Amazon fined for 'excessive' surveillance of workers

Amazon fined for ‘excessive’ surveillance of workers

Amazon has been fined €32m (£27m) in France for “excessive” surveillance of its workers, including measures the data watchdog found to be illegal.

The CNIL said Amazon France Logistique, which manages warehouses, recorded data captured by workers’ handheld scanners.

It found Amazon tracked activity so precisely, it led to workers having to potentially justify each break.

This, the CNIL said, was illegal while it also questioned why Amazon needed to keep workers’ data for 31 days.

France’s data protection agency investigated Amazon warehouses following complaints by employees as well as media coverage of conditions.

It outlined a number of areas where it found Amazon had breached General Data Protection Regulation (GDPR).
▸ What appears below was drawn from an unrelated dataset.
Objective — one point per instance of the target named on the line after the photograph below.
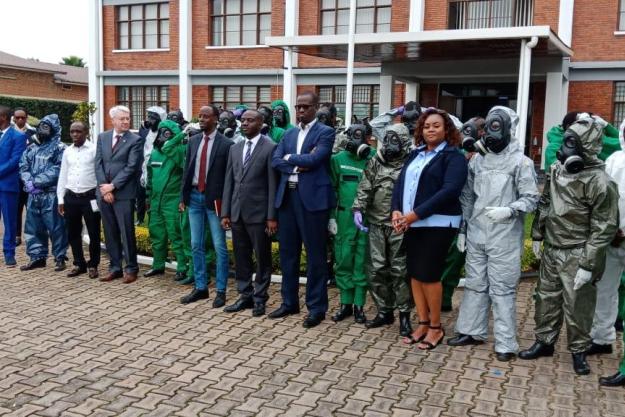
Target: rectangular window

This included a system with three alerts in place to monitor employee activity, which the CNIL ruled to be illegal.

One alert triggered if an item was scanned too quickly or less than 1.25 seconds after scanning a previous item.
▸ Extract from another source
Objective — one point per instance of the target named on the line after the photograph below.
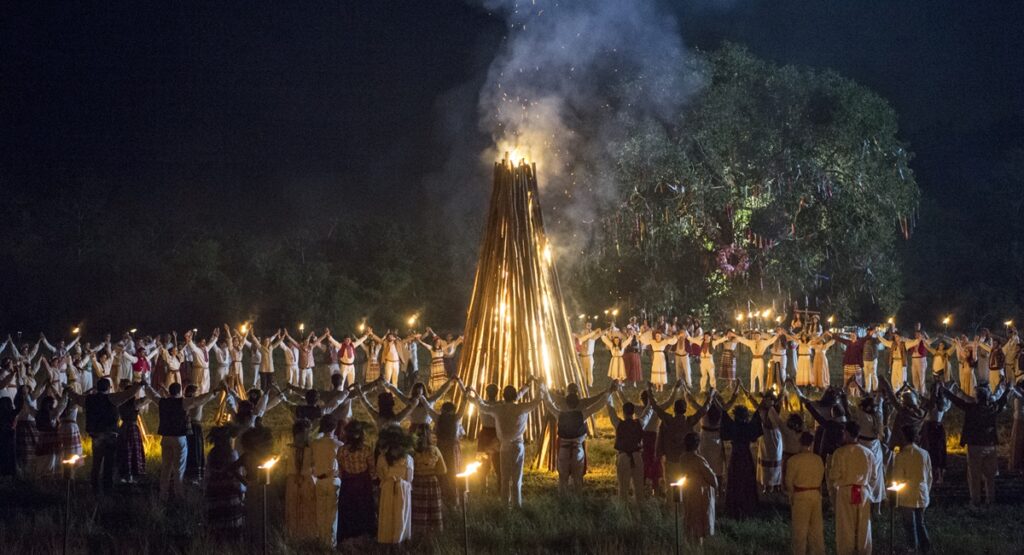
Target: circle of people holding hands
(846, 445)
Another signalled breaks of 10 minutes or more, while a third tracked breaks between one and 10 minutes.

The CNIL said Amazon already had access to lots of data to achieve quality and safety in its warehouses, and called the system “excessively intrusive”. It also noted that tracking employees so closely could lead to them having to justify even a brief interruption of scanning.
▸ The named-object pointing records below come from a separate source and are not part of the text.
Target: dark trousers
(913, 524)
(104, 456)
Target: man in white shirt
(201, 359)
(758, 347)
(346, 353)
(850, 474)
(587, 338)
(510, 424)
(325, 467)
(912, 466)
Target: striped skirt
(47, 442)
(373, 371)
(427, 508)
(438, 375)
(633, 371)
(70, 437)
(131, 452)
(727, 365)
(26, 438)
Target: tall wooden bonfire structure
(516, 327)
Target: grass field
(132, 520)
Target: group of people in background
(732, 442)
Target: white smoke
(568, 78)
Amazon also used data collected by the scanner to plan work in its warehouses, evaluate employees on a weekly basis and train them. The watchdog ruled Amazon did not need access to the smallest details of data collected by the scanners to do so.

The online shopping giant was fined for not properly informing workers and external visitors about surveillance, with the watchdog also found to have had insufficient security on its video surveillance.

Reacting to the ruling, the GMB union which represents Amazon’s UK warehouse workers, said the company’s staff were facing “bruising levels of scrutiny and surveillance”.

The BBC has approached Amazon for comment.